By Michael Masterson

Like me, SL is fighting the inevitable. At 55, he’s working out vigorously at least once a day. “I feel a hell of a lot better,” he tells me.

Working out not only makes him feel better, it has reduced his risk of heart disease. His cholesterol counts are better than before, but not as good as he’d like them to be. He’s still taking statin drugs and he doesn’t like it.

I asked about his diet and was surprised to hear that he is following an old-fashioned, low-animal-fat, high-carbohydrate plan.

“Eating a lot of cholesterol doesn’t give you high cholesterol,” I told him. He looked at me like I was nuts.
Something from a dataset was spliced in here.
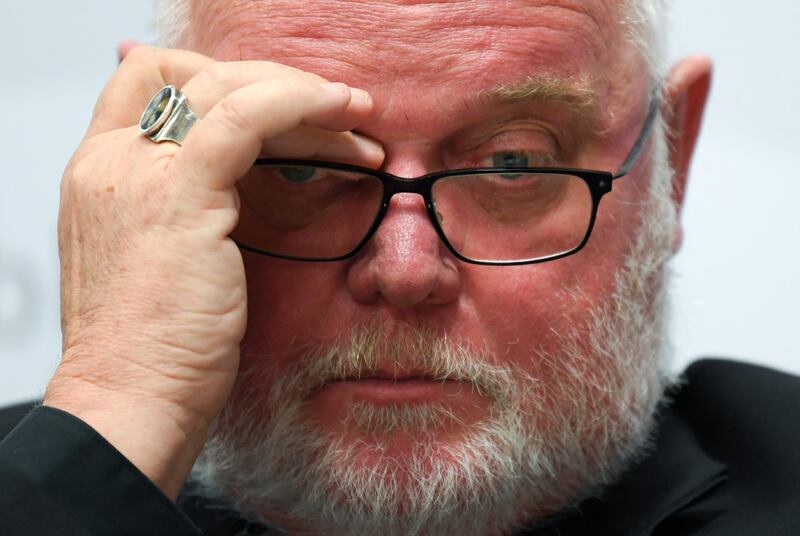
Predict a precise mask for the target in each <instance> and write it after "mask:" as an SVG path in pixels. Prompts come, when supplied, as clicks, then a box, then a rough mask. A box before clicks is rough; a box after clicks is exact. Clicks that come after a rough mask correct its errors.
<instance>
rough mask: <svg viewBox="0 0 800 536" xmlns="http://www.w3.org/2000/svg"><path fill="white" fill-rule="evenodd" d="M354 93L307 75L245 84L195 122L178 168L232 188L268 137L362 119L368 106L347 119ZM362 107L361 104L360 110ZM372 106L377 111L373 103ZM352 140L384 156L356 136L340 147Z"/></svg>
mask: <svg viewBox="0 0 800 536" xmlns="http://www.w3.org/2000/svg"><path fill="white" fill-rule="evenodd" d="M352 94H353V91H352V90H351V89H350V88H348V87H347V86H345V85H344V84H318V83H316V82H312V81H310V80H309V79H308V78H304V77H295V78H289V79H284V80H281V81H275V80H270V81H262V82H257V83H254V84H250V85H248V86H245V87H243V88H241V89H238V90H236V91H234V92H233V93H231V94H229V95H227V96H226V97H224V98H223V99H222V100H220V101H219V102H218V103H217V104H216V105H215V106H214V107H213V108H212V109H211V110H210V111H209V112H208V114H207V115H206V116H205V117H204V118H203V119H202V120H201V121H199V122H198V123H197V124H195V126H194V127H193V128H192V131H191V132H190V133H189V136H188V137H187V138H186V139H185V140H184V144H183V147H182V148H181V150H180V151H177V153H176V154H175V158H174V161H173V164H174V167H173V169H176V170H180V173H181V174H183V176H184V178H186V179H188V181H189V182H190V183H191V184H192V185H193V186H197V185H201V186H205V187H206V188H209V189H213V190H221V189H227V188H231V187H232V186H233V185H234V184H235V182H236V180H237V179H238V178H239V177H241V176H242V175H244V174H245V173H246V172H247V170H248V169H250V167H251V166H252V164H253V162H254V161H255V159H256V158H257V157H258V156H259V154H260V153H261V152H262V149H263V146H264V144H265V140H272V139H274V138H276V137H279V136H282V135H285V134H287V133H288V132H290V131H292V130H294V129H295V128H296V127H298V126H301V125H305V126H311V127H322V128H328V127H329V126H330V125H331V124H335V123H337V122H338V123H342V124H343V123H353V122H357V119H356V118H357V117H358V116H359V115H360V114H361V113H364V111H365V110H360V109H359V110H355V111H354V112H353V116H354V117H349V118H344V117H346V116H347V115H348V110H349V109H350V105H351V102H352V101H353V99H352ZM362 105H363V103H362V104H356V108H359V107H360V106H362ZM368 106H369V109H371V101H370V103H369V104H368ZM329 139H330V138H329ZM266 143H267V145H268V144H269V142H266ZM347 143H351V144H353V145H355V146H356V151H355V152H356V153H357V154H359V155H361V157H363V158H365V159H366V160H382V159H383V151H382V149H380V146H379V145H378V144H376V143H375V142H373V141H371V140H364V139H363V137H362V136H354V135H353V136H350V137H349V140H347V139H343V140H339V141H337V144H338V145H337V147H339V148H341V147H343V146H344V145H346V144H347ZM320 147H322V145H320ZM329 147H330V146H329ZM283 149H286V147H285V146H284V147H283Z"/></svg>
It’s amazing how little most people know about nutrition.

On a recent plane ride, I sat next to a young filmmaker who’d just completed a documentary about dieting. “I really bashed Dr. Atkins,” he said proudly.

I told him that I’d been Atkins’s publisher and asked him what was so objectionable about the Atkins diet. Turns out that he, too, believed that eating cholesterol leads to high cholesterol.

If you want to keep your cholesterol low and avoid statin drugs, Dr. Al Sears provides a complete plan of action in his book, “The Doctor’s Heart Cure.”

Here are some of his recommendations:

  • Engage in interval exercise to raise your levels of beneficial HDL cholesterol.
  • Eat plenty of protein, the right kinds of fat, and keep your carbohydrate intake low.
  • Eat a diet high in plant sterols, fiber, garlic, and omega-3 fatty acids.
  • Supplement your diet with policosanol, niacin, vitamins C and E, CoQ10, and L-carnitine.